The measurement apparatus in a range of survey locations (from left): Gym, supermarket, forest, restaurant, department store. (See IR Survey for audio from the survey.)

Analyzing reverberant impulse responses (IRs)

To examine the effect of the IR on information in peripheral auditory representations, we represented IRs as "cochleagrams" intended to capture the representation sent to the brain by the auditory nerve, obtained by processing sound waveforms with a filter bank that mimicked the frequency selectivity of the cochlea and extracting the amplitude envelope from each filter. Despite the diversity of spaces (including elevators, forests, bathrooms, subway stations, stairwells, and street corners), the IRs showed several consistent features when viewed in this way:

From left: Power decay with time in four cochlear subbands. In each subband an exponential decay (i.e a straight line when power is expressed in dB) is fit to the data by least-mean-squares (red dashed line). The Reverberation Time (RT60) is extracted from the fitted decay rates and plotted for the surveyed data blocked into quartiles according to the magnitude of reverberation. (See Figures 3 and 4 for more details.)

Synthesizing IRs

We tested whether human listeners were sensitive to the regularities we observed in real-world IRs, by synthesizing IRs that were consistent or inconsistent with these regularities. We synthesized IRs by imposing different types of energy decay on noise filtered into simulated cochlear frequency channels.

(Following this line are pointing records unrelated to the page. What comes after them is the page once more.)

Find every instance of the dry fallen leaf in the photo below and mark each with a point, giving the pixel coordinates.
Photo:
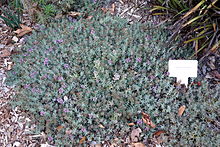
(131, 124)
(181, 110)
(82, 140)
(9, 67)
(138, 144)
(157, 133)
(112, 9)
(101, 126)
(135, 134)
(5, 53)
(146, 119)
(68, 132)
(24, 30)
(59, 128)
(74, 14)
(89, 17)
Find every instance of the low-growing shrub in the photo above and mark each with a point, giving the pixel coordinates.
(92, 77)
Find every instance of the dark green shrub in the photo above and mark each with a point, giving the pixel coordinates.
(105, 71)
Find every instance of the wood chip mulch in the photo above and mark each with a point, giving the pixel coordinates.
(16, 126)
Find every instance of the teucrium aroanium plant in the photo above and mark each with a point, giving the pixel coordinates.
(105, 71)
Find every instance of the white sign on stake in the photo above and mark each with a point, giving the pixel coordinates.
(183, 69)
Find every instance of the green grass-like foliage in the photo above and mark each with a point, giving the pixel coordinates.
(105, 71)
(195, 21)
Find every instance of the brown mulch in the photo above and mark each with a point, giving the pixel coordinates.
(16, 126)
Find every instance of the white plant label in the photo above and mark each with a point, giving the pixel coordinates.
(183, 69)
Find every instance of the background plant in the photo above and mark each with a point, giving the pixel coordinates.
(196, 21)
(12, 19)
(74, 77)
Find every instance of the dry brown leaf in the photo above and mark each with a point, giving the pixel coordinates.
(101, 126)
(138, 144)
(5, 53)
(131, 124)
(59, 128)
(104, 9)
(89, 17)
(181, 110)
(74, 14)
(68, 132)
(9, 67)
(215, 74)
(135, 134)
(146, 119)
(24, 30)
(193, 9)
(112, 10)
(157, 133)
(82, 140)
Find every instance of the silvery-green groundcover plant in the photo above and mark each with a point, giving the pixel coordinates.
(73, 78)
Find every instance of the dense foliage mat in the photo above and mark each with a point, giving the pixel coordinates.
(93, 77)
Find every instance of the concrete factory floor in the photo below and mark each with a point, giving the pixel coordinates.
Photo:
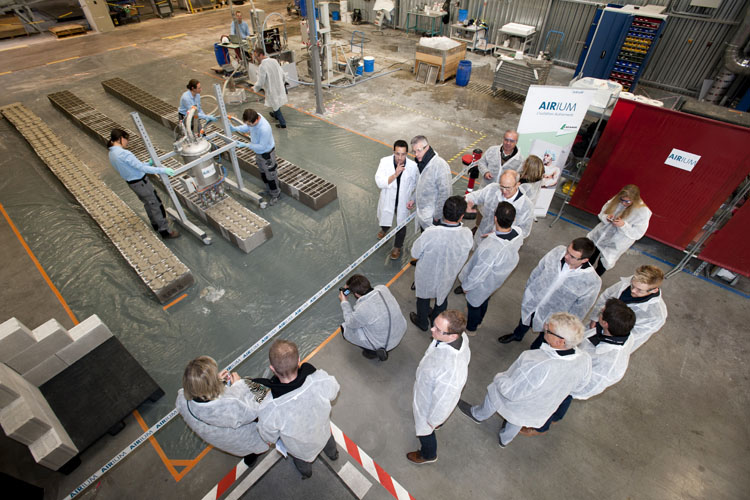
(672, 428)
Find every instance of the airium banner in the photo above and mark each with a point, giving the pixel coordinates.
(549, 123)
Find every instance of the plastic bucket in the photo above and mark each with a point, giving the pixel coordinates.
(369, 64)
(221, 54)
(464, 73)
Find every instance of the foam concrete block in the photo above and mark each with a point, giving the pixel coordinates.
(45, 370)
(50, 338)
(87, 336)
(14, 338)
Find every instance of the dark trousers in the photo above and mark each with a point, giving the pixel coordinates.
(595, 259)
(476, 315)
(398, 242)
(521, 329)
(424, 316)
(558, 415)
(279, 116)
(305, 468)
(429, 446)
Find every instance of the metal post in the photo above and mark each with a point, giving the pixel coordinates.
(315, 53)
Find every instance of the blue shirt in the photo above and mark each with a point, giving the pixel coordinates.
(261, 136)
(187, 101)
(244, 29)
(130, 167)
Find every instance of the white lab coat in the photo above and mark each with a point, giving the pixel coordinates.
(609, 362)
(301, 418)
(387, 199)
(650, 315)
(433, 188)
(441, 376)
(442, 251)
(549, 290)
(488, 198)
(489, 267)
(490, 162)
(530, 391)
(368, 322)
(271, 78)
(228, 422)
(613, 241)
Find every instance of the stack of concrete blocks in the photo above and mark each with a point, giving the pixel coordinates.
(29, 358)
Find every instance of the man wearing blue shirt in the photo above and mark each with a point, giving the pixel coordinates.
(134, 172)
(192, 97)
(264, 146)
(244, 29)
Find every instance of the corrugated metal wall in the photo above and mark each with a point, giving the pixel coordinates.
(690, 49)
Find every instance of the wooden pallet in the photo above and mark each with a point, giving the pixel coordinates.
(67, 30)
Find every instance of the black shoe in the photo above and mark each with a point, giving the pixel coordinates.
(414, 319)
(466, 410)
(507, 339)
(369, 354)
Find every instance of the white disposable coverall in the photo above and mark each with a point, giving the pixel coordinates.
(301, 418)
(530, 391)
(613, 241)
(228, 422)
(488, 198)
(441, 252)
(366, 325)
(650, 315)
(441, 376)
(271, 78)
(549, 290)
(433, 188)
(609, 362)
(489, 267)
(490, 162)
(387, 199)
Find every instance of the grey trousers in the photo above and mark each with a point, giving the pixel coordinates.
(305, 468)
(152, 203)
(268, 171)
(486, 410)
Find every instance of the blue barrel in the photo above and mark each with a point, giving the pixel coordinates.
(369, 64)
(464, 73)
(221, 54)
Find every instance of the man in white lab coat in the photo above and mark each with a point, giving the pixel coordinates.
(441, 376)
(396, 177)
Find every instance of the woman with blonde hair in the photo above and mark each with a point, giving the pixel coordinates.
(532, 172)
(222, 408)
(624, 219)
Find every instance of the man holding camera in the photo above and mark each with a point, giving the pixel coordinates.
(375, 323)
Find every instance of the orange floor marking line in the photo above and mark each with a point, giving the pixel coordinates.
(39, 266)
(174, 301)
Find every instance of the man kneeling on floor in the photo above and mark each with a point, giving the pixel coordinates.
(376, 323)
(441, 376)
(299, 415)
(530, 391)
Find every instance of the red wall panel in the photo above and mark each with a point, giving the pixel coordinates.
(730, 246)
(636, 142)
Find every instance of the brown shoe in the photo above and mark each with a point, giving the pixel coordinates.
(530, 431)
(417, 458)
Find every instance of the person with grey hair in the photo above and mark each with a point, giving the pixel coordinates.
(530, 391)
(489, 197)
(433, 185)
(498, 159)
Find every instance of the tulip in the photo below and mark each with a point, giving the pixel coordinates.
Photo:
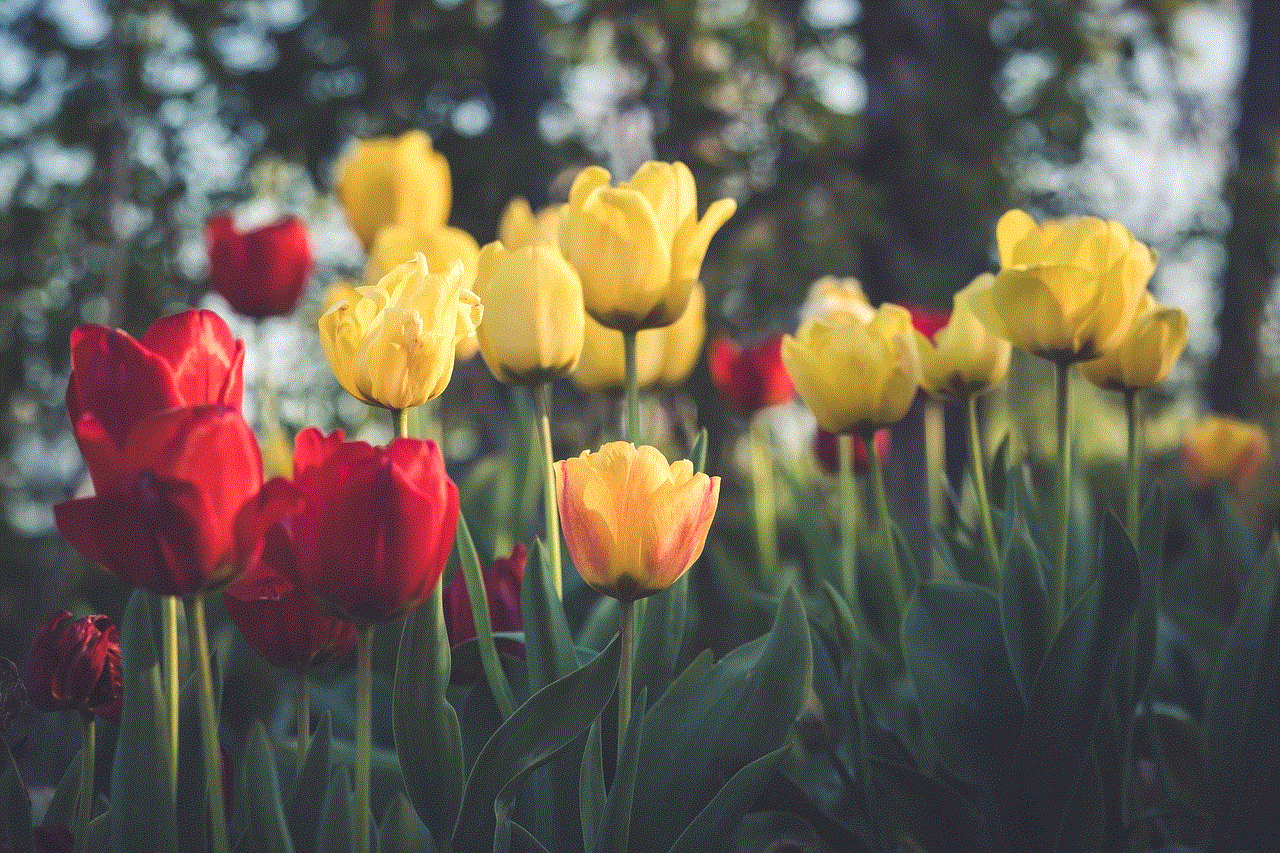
(167, 501)
(753, 378)
(521, 227)
(855, 377)
(1224, 450)
(1147, 352)
(1068, 290)
(632, 523)
(263, 272)
(187, 359)
(398, 181)
(74, 665)
(963, 359)
(392, 343)
(639, 246)
(533, 320)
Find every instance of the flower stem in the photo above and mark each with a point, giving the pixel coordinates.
(1057, 579)
(848, 523)
(763, 502)
(629, 357)
(543, 401)
(627, 616)
(897, 584)
(979, 483)
(209, 726)
(85, 807)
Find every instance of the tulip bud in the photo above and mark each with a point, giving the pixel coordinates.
(263, 272)
(392, 343)
(632, 523)
(533, 320)
(74, 665)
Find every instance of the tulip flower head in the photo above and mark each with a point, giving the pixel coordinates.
(963, 357)
(1147, 352)
(639, 246)
(74, 665)
(632, 523)
(1068, 290)
(398, 181)
(392, 343)
(263, 272)
(533, 320)
(855, 377)
(750, 378)
(1224, 450)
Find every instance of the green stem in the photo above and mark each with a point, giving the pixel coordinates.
(85, 807)
(897, 585)
(209, 725)
(627, 616)
(543, 401)
(763, 502)
(364, 731)
(1057, 578)
(979, 483)
(848, 523)
(629, 359)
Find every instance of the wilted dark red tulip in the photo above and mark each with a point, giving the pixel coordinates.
(827, 450)
(167, 500)
(74, 665)
(753, 378)
(263, 272)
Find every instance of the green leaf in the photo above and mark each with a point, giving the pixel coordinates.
(142, 780)
(1066, 697)
(428, 738)
(590, 794)
(548, 644)
(616, 828)
(309, 792)
(551, 720)
(711, 829)
(955, 652)
(263, 789)
(401, 830)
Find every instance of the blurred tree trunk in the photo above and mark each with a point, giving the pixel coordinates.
(1255, 197)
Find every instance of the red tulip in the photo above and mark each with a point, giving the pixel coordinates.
(371, 527)
(74, 665)
(186, 359)
(261, 272)
(827, 451)
(753, 378)
(165, 505)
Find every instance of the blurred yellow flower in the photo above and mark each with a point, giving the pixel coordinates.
(639, 246)
(1147, 354)
(632, 523)
(964, 359)
(855, 377)
(1066, 290)
(392, 343)
(533, 314)
(398, 181)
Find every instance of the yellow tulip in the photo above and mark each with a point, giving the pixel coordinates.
(639, 246)
(855, 377)
(392, 343)
(533, 320)
(1147, 354)
(1068, 290)
(632, 523)
(521, 227)
(400, 181)
(1224, 450)
(964, 359)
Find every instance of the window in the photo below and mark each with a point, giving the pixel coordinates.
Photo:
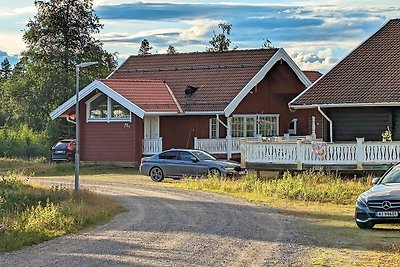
(253, 125)
(214, 128)
(103, 108)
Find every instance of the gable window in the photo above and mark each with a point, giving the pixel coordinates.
(255, 125)
(103, 108)
(214, 128)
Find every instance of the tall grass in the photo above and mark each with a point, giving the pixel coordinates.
(307, 186)
(31, 215)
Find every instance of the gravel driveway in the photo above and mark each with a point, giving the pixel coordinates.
(168, 227)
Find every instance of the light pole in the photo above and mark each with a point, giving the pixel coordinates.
(81, 65)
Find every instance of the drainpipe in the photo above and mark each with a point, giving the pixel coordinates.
(330, 122)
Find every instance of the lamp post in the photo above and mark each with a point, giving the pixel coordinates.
(78, 66)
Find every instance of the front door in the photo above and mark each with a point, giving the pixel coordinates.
(151, 127)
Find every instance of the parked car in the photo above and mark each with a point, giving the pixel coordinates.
(381, 203)
(64, 150)
(177, 163)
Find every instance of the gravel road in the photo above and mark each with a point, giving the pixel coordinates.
(169, 227)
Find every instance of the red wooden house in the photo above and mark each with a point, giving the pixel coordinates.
(192, 100)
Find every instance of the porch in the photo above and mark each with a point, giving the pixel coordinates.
(302, 155)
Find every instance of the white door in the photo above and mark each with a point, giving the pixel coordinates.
(151, 127)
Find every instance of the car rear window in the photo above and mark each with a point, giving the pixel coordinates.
(62, 145)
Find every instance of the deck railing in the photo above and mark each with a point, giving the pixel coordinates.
(358, 153)
(152, 146)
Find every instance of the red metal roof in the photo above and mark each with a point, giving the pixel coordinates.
(368, 75)
(149, 95)
(219, 76)
(312, 75)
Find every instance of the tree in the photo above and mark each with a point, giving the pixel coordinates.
(220, 42)
(59, 37)
(5, 71)
(145, 48)
(267, 44)
(171, 50)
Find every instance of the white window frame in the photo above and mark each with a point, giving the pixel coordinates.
(256, 118)
(109, 117)
(210, 128)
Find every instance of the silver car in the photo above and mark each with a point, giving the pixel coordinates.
(177, 163)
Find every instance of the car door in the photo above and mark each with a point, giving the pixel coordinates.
(190, 167)
(169, 162)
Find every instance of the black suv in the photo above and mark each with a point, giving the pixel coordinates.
(64, 150)
(381, 203)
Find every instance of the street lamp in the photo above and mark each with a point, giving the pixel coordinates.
(78, 66)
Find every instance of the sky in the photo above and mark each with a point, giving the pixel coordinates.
(316, 34)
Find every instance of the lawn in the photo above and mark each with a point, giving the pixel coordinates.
(321, 210)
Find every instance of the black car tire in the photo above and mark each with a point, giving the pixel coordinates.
(214, 171)
(156, 174)
(365, 225)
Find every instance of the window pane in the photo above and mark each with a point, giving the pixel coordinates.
(250, 127)
(118, 111)
(268, 125)
(98, 107)
(213, 128)
(237, 127)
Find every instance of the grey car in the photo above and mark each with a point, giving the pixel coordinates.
(177, 163)
(381, 203)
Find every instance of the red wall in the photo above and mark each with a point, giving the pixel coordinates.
(110, 142)
(272, 95)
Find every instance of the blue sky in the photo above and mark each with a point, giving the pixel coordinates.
(315, 33)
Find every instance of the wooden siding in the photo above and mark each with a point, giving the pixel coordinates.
(349, 123)
(272, 95)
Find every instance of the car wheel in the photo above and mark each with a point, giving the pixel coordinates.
(156, 174)
(365, 225)
(214, 171)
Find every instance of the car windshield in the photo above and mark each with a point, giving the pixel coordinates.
(203, 155)
(393, 176)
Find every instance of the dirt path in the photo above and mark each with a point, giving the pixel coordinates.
(167, 227)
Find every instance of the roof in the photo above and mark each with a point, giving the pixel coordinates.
(157, 83)
(151, 96)
(369, 75)
(312, 75)
(221, 77)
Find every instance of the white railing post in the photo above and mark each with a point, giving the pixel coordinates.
(360, 153)
(243, 146)
(229, 139)
(299, 155)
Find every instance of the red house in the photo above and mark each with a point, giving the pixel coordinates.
(194, 100)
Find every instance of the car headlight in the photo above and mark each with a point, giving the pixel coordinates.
(361, 202)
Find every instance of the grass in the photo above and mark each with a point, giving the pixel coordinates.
(31, 214)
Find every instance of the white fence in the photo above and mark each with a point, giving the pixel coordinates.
(152, 146)
(320, 153)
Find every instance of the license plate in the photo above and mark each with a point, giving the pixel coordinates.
(387, 214)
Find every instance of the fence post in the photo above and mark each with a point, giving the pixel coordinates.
(360, 153)
(243, 149)
(299, 155)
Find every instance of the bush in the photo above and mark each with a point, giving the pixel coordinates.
(22, 142)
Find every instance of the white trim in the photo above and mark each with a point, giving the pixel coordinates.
(347, 105)
(174, 98)
(291, 106)
(107, 91)
(279, 55)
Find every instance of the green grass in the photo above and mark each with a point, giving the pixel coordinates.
(30, 214)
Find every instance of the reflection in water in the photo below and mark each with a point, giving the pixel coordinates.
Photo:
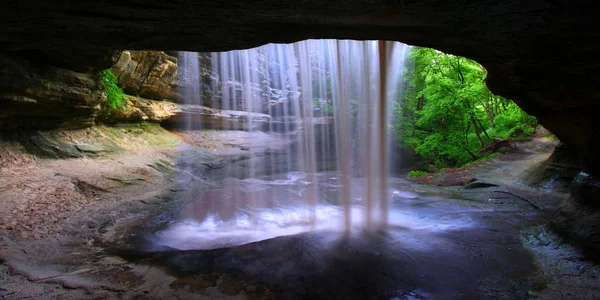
(256, 209)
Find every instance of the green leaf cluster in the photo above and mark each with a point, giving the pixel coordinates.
(417, 173)
(114, 94)
(446, 113)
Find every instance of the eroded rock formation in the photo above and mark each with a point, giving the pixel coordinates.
(541, 54)
(148, 74)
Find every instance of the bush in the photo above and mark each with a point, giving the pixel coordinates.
(114, 94)
(417, 173)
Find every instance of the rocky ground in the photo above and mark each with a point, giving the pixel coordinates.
(61, 221)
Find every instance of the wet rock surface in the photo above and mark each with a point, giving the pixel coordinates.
(444, 242)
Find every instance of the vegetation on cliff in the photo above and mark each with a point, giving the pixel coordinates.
(114, 94)
(447, 115)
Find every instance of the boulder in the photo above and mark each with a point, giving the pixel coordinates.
(148, 74)
(184, 115)
(37, 95)
(201, 117)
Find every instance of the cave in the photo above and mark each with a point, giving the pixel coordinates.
(540, 54)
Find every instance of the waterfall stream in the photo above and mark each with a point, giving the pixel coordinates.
(330, 100)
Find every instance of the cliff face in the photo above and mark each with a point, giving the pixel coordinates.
(39, 95)
(541, 54)
(148, 74)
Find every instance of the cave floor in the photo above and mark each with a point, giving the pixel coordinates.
(65, 222)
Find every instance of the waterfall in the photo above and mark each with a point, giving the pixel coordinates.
(329, 100)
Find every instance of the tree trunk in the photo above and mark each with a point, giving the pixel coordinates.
(483, 128)
(476, 130)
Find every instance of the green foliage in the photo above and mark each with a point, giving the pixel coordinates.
(446, 113)
(417, 173)
(114, 94)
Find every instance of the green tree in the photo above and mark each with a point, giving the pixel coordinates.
(114, 94)
(444, 101)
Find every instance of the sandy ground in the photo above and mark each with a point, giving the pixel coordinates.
(52, 212)
(56, 216)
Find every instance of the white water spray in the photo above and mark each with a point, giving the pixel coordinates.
(331, 101)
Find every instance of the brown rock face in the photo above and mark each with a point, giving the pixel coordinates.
(148, 74)
(542, 54)
(34, 96)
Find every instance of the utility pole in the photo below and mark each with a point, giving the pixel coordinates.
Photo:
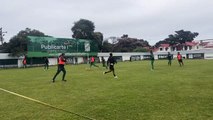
(1, 36)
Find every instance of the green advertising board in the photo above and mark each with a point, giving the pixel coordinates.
(52, 47)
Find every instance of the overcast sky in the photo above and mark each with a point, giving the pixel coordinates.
(151, 20)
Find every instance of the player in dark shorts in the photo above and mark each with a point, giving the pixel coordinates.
(110, 62)
(180, 61)
(61, 63)
(152, 58)
(169, 57)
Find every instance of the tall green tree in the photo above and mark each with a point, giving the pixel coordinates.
(126, 44)
(85, 29)
(98, 38)
(17, 45)
(180, 37)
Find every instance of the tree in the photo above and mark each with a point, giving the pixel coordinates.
(17, 45)
(83, 29)
(126, 44)
(179, 38)
(107, 47)
(98, 38)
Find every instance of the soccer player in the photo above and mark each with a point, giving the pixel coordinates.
(61, 63)
(103, 62)
(180, 61)
(152, 60)
(111, 61)
(92, 62)
(169, 57)
(24, 62)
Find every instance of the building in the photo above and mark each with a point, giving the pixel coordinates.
(187, 46)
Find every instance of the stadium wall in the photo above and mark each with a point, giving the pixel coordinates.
(7, 61)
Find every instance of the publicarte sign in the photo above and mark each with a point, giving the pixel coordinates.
(51, 47)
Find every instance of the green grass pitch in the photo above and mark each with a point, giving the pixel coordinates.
(167, 93)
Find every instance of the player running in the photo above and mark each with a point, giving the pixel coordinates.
(180, 61)
(61, 63)
(110, 62)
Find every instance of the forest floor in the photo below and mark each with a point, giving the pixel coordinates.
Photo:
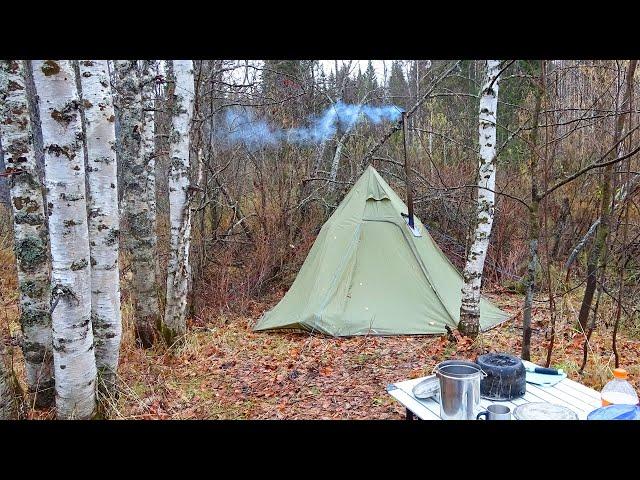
(226, 371)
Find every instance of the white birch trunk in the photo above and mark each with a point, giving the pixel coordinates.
(73, 351)
(180, 71)
(472, 274)
(30, 232)
(103, 218)
(138, 200)
(147, 146)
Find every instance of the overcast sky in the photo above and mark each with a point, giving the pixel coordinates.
(329, 66)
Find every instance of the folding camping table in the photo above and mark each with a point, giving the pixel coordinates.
(579, 398)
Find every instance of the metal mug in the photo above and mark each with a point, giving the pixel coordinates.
(459, 389)
(496, 411)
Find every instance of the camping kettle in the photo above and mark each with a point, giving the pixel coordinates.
(459, 389)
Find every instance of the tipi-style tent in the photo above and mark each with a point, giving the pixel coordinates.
(368, 273)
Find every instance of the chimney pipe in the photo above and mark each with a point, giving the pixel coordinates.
(407, 170)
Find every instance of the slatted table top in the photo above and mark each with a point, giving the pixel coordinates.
(579, 398)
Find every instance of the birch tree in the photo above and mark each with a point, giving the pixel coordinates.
(139, 201)
(73, 350)
(180, 72)
(8, 404)
(103, 218)
(472, 274)
(30, 232)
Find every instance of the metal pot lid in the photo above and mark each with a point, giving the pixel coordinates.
(544, 411)
(426, 388)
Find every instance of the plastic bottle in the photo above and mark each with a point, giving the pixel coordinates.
(619, 391)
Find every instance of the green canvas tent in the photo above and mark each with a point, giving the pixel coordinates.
(368, 273)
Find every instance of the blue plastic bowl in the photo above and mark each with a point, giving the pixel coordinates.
(615, 412)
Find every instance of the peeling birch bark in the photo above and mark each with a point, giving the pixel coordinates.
(30, 232)
(174, 327)
(104, 223)
(139, 201)
(472, 274)
(73, 350)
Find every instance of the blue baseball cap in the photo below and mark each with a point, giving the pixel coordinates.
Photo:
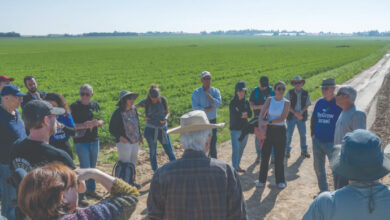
(11, 90)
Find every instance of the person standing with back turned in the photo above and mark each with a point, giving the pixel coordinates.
(208, 99)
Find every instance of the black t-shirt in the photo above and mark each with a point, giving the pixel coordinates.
(28, 154)
(82, 113)
(258, 97)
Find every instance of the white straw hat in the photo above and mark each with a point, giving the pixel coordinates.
(194, 121)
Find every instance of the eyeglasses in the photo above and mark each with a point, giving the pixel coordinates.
(85, 94)
(297, 83)
(339, 93)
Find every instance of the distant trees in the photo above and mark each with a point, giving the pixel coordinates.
(9, 34)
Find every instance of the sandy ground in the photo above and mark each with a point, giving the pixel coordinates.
(292, 202)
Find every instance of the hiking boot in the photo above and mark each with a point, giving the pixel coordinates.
(305, 154)
(94, 195)
(281, 185)
(83, 203)
(257, 161)
(260, 184)
(240, 170)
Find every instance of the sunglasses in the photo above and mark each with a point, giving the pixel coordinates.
(339, 93)
(85, 94)
(296, 83)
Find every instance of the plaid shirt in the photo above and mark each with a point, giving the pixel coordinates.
(196, 187)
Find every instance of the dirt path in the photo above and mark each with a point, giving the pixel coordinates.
(270, 202)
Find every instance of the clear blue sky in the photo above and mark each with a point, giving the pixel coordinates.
(79, 16)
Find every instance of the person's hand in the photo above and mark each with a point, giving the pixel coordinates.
(123, 140)
(100, 123)
(244, 115)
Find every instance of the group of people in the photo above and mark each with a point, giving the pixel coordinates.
(197, 186)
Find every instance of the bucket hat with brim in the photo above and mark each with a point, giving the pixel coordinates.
(298, 79)
(360, 157)
(194, 121)
(124, 94)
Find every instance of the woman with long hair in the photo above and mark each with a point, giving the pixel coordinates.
(156, 116)
(274, 115)
(51, 192)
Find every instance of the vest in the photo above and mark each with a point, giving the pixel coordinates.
(294, 100)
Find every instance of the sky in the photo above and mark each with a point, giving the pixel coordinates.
(41, 17)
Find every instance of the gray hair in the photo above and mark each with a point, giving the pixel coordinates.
(350, 91)
(86, 87)
(194, 140)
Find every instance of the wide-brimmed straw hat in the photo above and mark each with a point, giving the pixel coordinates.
(329, 82)
(194, 121)
(298, 79)
(124, 94)
(360, 157)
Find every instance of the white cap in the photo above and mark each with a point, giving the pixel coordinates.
(204, 74)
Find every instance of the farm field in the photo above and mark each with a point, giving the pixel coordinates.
(175, 63)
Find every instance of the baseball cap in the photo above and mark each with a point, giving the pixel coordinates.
(11, 90)
(38, 109)
(204, 74)
(5, 78)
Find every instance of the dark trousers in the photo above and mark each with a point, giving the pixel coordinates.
(276, 137)
(213, 142)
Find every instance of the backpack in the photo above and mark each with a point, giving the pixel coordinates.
(125, 171)
(257, 92)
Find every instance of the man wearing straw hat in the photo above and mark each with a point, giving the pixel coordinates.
(361, 160)
(323, 125)
(196, 186)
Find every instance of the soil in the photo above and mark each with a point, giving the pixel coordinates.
(292, 202)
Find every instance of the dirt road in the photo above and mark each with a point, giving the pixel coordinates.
(270, 202)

Schematic of IR synthesis. (See Audio demos to hear synthetic IRs.)

Perception of synthetic IRs

To assess whether the synthetic IRs replicated the perceptual qualities of real-world reverberation, we asked listeners to discriminate between real and synthetic reverberation. Participants were presented with two sounds and asked to identify which one was recorded in a real space. Performance was poor unless the synthetic IRs replicated the natural statistics that we observed, suggesting that these regularities capture the perceptually important effects of reverberation.

Task schematic (left) and results (right) for the reverberation realism experiment. The "ecological" IRs were synthetics which conformed to the surveyed distribution. All the others violated the distribution in some way. (See Figure 6 for more details.)

Perceptual separation of source and IR

We tested whether humans can separately estimate source and filter from reverberant sound, and whether any such abilities would depend on conformity to the regularities present in real-world reverberation. Participants heard synthetic sources convolved with synthetic IRs. One task measured discrimination of the sources ("Which sound is different?"), while another measured discrimination of the IRs ("Which sound was recorded in a different room?"). In both cases the sources were designed to be structured but unfamiliar, and the various types of synthetic IRs were equated for the distortion that they induced to the cochleagram, to minimize the chances that performance might simply reflect differences in such distortion. Participants were better at both tasks when the IRs exhibited natural reverb statistics, suggesting that the ability to separate the effects of source and filter leverages prior knowledge of natural reverberation.

Task schematic and results for the source perception separation experiments: Source discrimination (left) in the presence of varying reverberation and IR discrimination (right) in the presence of varied sources. (See Figure 7 for more details.)